After "much chasing" Nick moved to Galway and married Leona. His stepchildren, Kirsty and Alex, are settled there and the couple have a seven-month-old baby, McKensey.
Barna is the first place Leeson can call home since Watford. He still attends games at Maine Road regularly and enjoys the dog nights in Galway and summer championship games at Pearse Stadium. Hurling blows his mind, but he allows he does not understand it.
Offers to speak at expensive dinner engagements still flood in from all over the world - he heads off to Taiwan shortly to fulfil his next booking. But Galway United gives him stability and the good wishes have come in from guys he knew back in the Barings days before the game turned bad.
He talks about that time as "an outer-body experience" and sometimes struggles to reconcile his 38-year-old self with that old London kid who nearly shook the world of its axis one day in 1995. And as he sits within view of the sunny Salthill promenade picking at a piece of chocolate cake, friendly and engaging and optimistic, it is easy to understand how far away he must sometimes feel himself to be from his alter ego as the rogue trader extraordinaire.
Still, everything is relative.

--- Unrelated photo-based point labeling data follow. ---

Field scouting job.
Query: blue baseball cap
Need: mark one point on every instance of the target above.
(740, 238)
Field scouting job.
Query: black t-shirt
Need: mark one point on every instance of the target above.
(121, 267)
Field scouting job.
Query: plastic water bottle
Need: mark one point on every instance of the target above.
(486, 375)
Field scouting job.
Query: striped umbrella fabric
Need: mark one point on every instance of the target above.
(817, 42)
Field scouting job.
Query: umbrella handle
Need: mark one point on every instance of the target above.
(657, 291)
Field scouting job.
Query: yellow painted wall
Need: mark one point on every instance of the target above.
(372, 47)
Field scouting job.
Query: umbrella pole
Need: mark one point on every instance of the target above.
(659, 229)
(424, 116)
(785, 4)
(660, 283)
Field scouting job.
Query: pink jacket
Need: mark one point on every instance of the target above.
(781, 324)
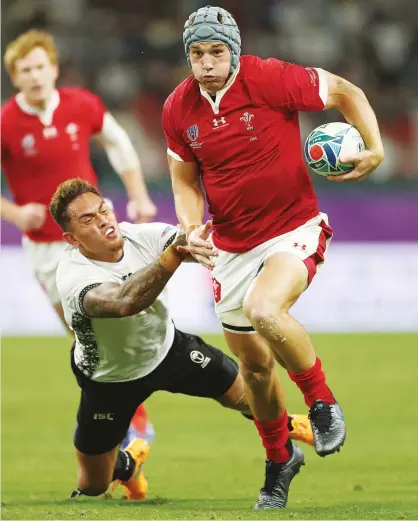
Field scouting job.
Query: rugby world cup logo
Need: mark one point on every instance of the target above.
(193, 132)
(246, 118)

Living in Barna, he sometimes drinks pints with Hector Ó hEochagáin and marvels at how the flame-haired Meath man has become such public property. Leeson can walk around his adopted home place in peace and that means everything.
Potential sponsors in the city and beyond will be getting phone calls from one of the most loaded names in the history of international finance over the coming weeks and months.
Leeson does not ever expect to fully escape the consequences of those lost months in Singapore. Although he accepts what happened was preposterous and wrong, he never felt as if he had behaved in a malevolent way and it is not difficult to believe him.
"There was never any criminal intent there," he says seriously. "I was never set out to hurt anyone and never fully understood how dramatic the consequences of my behaviour. I didn't ever know Barings was only worth £250 million yet when I requested £500 million from them, they gave it to me, no questions. What I did was downright stupid and I was prepared to take responsibility for my actions. I think I did do that."
And he has paid a fair old price. Nobody is begrudging him this shot at redemption. So begins his second act.
Terryland is not Maine Road, but it is about football. Football and money, same as it ever was. The boy Leeson is back in the game and, as the pundits are fond of saying, he's a bit special.